I wonder how long Adobe will continue to support LR Classic, you have to know what you’re looking for to find it on their site, you are pushed instead towards the dumbed-down Cloud-based version with its hosting options.
So I agree, tiffs seem like the best option for longevity, or indeed prints. However practical long-time preservation of digital images, through generations, passing down through your family perhaps, it seems pretty unviable. I have my grandfather’s negatives and prints, some over 100 years old, I don’t see that working with digital.
The Adobe CC manager just offered to update Lr 11 to Lightroom version 12.
Note: This is an update with a major release number change and you might want to backup your catalog for fallback, should you need it.
A bit puzzled by your question. Changes to your software and file formats will be incremental; as changes are introduced, you will update your software and apply any format changes as they evolve.

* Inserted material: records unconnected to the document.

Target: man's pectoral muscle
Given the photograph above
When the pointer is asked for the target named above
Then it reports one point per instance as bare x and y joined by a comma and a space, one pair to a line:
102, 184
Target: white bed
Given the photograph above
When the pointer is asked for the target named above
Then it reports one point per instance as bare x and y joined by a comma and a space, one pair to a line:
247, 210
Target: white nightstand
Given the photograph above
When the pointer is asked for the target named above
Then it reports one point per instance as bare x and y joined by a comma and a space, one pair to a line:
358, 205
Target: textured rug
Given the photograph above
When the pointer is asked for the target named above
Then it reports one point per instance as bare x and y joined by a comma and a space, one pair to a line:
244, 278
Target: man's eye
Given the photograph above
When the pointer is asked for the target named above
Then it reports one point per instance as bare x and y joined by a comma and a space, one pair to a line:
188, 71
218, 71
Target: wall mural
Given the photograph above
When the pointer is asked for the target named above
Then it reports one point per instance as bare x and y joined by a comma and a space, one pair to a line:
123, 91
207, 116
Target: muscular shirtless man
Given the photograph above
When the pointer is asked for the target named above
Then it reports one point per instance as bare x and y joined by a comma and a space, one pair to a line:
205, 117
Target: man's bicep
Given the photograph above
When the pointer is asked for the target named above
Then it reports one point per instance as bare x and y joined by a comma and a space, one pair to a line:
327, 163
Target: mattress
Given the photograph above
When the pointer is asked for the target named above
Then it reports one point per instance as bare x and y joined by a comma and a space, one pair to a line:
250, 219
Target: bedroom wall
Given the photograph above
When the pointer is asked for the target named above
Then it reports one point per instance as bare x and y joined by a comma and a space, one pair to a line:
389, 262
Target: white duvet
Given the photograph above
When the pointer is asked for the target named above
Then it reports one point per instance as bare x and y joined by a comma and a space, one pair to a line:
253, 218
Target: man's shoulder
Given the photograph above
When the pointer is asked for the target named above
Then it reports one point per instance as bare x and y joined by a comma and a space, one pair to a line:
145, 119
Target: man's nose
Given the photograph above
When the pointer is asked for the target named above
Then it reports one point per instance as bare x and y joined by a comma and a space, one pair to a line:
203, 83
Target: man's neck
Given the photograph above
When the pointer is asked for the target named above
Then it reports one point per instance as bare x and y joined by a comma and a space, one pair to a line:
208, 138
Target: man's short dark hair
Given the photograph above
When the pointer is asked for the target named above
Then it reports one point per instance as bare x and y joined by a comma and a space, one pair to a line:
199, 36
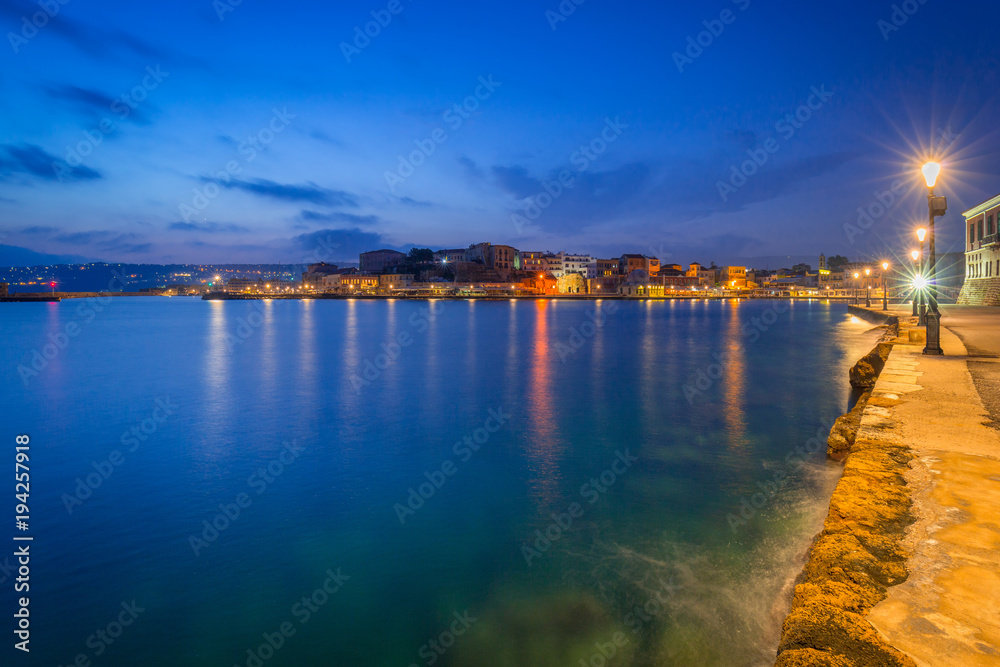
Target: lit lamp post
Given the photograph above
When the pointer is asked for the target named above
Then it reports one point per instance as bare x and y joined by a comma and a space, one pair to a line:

Adobe’s official preference for long term archiving of files is to use TIFF, in spite of the fact that they actually created PSD. Adobe also pioneered DNG, and it is their expectation that this, too, will become an ISO recognised file format. As it is, it is a de-facto ISO format, a technical difference more than anything.

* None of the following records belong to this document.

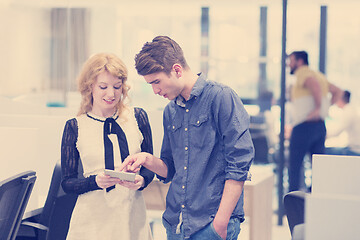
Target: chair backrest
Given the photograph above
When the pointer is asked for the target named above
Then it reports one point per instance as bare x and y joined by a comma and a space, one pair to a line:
58, 208
294, 204
14, 196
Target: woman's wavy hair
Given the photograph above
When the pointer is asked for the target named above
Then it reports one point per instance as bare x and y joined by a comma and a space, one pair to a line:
91, 69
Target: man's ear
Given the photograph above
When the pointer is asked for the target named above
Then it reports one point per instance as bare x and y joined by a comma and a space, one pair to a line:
178, 70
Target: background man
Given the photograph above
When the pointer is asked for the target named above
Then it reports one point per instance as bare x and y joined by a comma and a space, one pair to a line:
310, 104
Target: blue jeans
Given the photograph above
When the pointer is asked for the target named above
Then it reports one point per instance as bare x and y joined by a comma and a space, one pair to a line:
207, 233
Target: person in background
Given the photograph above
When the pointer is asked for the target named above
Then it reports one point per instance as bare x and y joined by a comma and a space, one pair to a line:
105, 131
206, 151
348, 122
310, 104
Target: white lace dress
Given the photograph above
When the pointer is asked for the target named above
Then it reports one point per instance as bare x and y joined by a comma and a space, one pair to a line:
119, 213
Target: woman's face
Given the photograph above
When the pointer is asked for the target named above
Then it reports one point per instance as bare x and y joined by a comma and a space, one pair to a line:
106, 93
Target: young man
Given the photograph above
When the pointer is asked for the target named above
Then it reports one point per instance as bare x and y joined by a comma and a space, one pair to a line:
206, 151
309, 99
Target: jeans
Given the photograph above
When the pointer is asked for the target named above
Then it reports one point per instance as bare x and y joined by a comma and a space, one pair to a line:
207, 233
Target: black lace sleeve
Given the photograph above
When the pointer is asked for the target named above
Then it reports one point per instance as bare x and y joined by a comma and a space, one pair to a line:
147, 144
70, 160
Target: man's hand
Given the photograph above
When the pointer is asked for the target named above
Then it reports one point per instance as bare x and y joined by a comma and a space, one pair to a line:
134, 162
220, 227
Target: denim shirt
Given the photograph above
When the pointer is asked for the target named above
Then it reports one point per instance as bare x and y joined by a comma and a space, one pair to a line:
206, 142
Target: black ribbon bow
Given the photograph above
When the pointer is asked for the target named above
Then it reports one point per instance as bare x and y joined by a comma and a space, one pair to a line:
112, 127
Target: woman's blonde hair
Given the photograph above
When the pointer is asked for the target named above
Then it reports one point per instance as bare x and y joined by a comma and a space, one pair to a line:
91, 69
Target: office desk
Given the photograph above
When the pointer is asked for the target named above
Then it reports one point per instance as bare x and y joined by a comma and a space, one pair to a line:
257, 201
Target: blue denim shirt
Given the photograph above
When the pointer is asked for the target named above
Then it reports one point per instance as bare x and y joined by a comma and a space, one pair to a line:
206, 142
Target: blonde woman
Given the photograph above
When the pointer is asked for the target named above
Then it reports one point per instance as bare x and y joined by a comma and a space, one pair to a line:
100, 137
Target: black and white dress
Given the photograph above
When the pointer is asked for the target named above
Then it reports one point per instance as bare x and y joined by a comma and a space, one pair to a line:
98, 214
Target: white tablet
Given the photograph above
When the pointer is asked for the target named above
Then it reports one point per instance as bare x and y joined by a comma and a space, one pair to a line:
126, 176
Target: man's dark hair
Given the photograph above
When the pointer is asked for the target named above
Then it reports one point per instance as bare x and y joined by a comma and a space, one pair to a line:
159, 56
301, 55
346, 96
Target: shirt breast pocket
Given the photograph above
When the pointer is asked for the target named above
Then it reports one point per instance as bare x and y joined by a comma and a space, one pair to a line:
201, 132
174, 132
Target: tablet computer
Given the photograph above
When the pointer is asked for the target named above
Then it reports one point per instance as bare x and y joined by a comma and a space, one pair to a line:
126, 176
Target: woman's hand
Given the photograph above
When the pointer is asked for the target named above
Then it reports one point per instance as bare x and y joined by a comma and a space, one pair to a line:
105, 181
138, 183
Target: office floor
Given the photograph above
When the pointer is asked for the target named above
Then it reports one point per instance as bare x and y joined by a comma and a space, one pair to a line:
278, 232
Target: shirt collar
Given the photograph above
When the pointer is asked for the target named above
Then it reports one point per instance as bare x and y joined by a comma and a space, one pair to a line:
195, 91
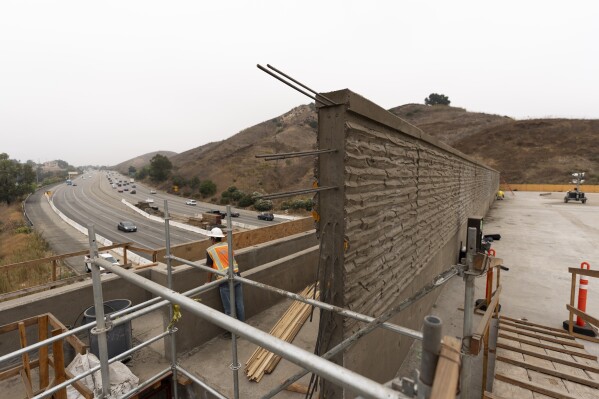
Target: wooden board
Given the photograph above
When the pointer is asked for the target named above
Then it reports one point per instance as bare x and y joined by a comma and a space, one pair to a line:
542, 365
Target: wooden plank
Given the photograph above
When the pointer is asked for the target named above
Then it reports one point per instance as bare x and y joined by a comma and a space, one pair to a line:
554, 348
448, 369
583, 272
25, 356
562, 334
534, 387
553, 372
586, 317
43, 351
569, 342
528, 323
59, 371
553, 359
483, 325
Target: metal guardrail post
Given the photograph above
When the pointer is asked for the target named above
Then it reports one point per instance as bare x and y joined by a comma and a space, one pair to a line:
431, 347
231, 277
466, 374
101, 326
169, 282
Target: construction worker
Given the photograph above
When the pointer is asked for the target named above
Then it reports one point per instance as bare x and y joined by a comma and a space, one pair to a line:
217, 257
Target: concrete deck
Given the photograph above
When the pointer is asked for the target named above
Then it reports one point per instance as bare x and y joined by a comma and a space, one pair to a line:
541, 237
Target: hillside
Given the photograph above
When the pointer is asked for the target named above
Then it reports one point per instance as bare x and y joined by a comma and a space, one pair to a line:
140, 161
524, 151
233, 162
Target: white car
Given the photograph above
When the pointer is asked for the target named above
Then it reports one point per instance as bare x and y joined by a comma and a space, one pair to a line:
107, 257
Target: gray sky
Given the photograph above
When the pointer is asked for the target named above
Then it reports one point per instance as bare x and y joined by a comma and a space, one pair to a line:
102, 82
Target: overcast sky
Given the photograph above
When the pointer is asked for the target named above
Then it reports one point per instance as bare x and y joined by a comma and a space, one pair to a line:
101, 82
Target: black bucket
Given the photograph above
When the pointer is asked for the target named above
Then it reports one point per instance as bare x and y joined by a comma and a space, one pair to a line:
119, 339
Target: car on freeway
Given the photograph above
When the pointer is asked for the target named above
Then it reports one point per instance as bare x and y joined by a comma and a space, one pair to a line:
127, 226
107, 257
266, 216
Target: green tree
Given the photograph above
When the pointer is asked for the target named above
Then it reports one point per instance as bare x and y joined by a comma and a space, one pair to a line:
16, 179
207, 188
160, 168
437, 99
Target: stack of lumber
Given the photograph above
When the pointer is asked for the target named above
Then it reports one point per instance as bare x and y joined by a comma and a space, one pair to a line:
264, 362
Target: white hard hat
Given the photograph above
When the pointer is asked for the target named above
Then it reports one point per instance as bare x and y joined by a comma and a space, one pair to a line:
216, 232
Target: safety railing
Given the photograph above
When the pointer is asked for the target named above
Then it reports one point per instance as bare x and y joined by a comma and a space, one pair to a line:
442, 364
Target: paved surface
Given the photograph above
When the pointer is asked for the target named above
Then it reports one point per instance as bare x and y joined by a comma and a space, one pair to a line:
61, 237
541, 238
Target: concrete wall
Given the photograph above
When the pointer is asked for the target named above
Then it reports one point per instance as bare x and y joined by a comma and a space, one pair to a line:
289, 263
395, 219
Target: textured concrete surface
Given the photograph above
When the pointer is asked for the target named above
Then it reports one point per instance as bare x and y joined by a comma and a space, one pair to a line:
394, 221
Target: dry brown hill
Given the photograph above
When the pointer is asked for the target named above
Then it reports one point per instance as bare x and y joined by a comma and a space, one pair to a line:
140, 161
525, 151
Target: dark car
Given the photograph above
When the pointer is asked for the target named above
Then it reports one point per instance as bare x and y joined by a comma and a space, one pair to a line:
266, 216
127, 226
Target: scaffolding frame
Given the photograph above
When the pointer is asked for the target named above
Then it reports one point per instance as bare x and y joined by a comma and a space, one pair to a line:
310, 362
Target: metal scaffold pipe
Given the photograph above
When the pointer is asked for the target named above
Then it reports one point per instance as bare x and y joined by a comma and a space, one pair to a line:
328, 370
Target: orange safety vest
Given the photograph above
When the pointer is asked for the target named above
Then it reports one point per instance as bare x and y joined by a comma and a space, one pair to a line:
219, 253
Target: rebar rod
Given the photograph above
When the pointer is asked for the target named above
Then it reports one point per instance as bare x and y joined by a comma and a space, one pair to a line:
301, 84
328, 370
292, 193
360, 333
290, 85
298, 154
101, 328
123, 355
169, 281
326, 306
201, 383
232, 303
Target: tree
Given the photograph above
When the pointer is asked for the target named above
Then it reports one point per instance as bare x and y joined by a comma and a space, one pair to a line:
207, 188
160, 168
437, 99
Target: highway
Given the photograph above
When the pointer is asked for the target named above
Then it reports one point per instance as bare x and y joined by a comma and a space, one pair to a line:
93, 201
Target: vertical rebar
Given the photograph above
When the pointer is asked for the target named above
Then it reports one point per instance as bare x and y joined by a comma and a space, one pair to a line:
169, 282
431, 347
100, 329
467, 359
235, 365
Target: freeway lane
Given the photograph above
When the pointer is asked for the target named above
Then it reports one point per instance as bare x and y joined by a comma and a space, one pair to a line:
87, 203
177, 204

Rest assured that there will be something which will manage your files in the future; for example Photoshop (a single function software) dates from 1987 and survives. Some of us remember Apple’s Aperture, which likely inspired Adobe to invest heavily into Lightroom. As they have a monopoly on this dual function software at the moment, it’s hard to imagine that changing in the future. If Adobe are stupid enough to continue to push people to use their crappy Lightroom Cloud version, someone will no doubt develop a LR C replacement.
Long term archiving usually requires a migration to newer technologies every nn years. I’ts not just about the image files themselves, but also about metadata. Keeping the image files should be a lesser issue than keeping metadata, development settings etc. Also, the data carrier can age or die. Staying on top of these things requires some thought, preparation and action.
Just to answer my own question, it seems that you can. You can’t use Develop or Maps but you can use Quick Develop from the Library. You can continue to import and export and you can edit (presumably as a 16-bit tiff or psd) in a third-party program and the result comes back in to the Lightroom catalogue. If you are importing RAW files then that camera would have to be supported by that version of Lightroom and its associated Adobe Camera Raw. Not a CC subscriber so just going from what I’ve seen on the web. Official Adobe guidance here.
“You can continue to access all your photos on your local hard drive through Lightroom for the desktop. You can continue to import and organize photos and output your edited photos through Export, Publish, Print, Web, or Slideshow. Access to the Develop & Map modules and Lightroom for mobile is not available after your membership ends.”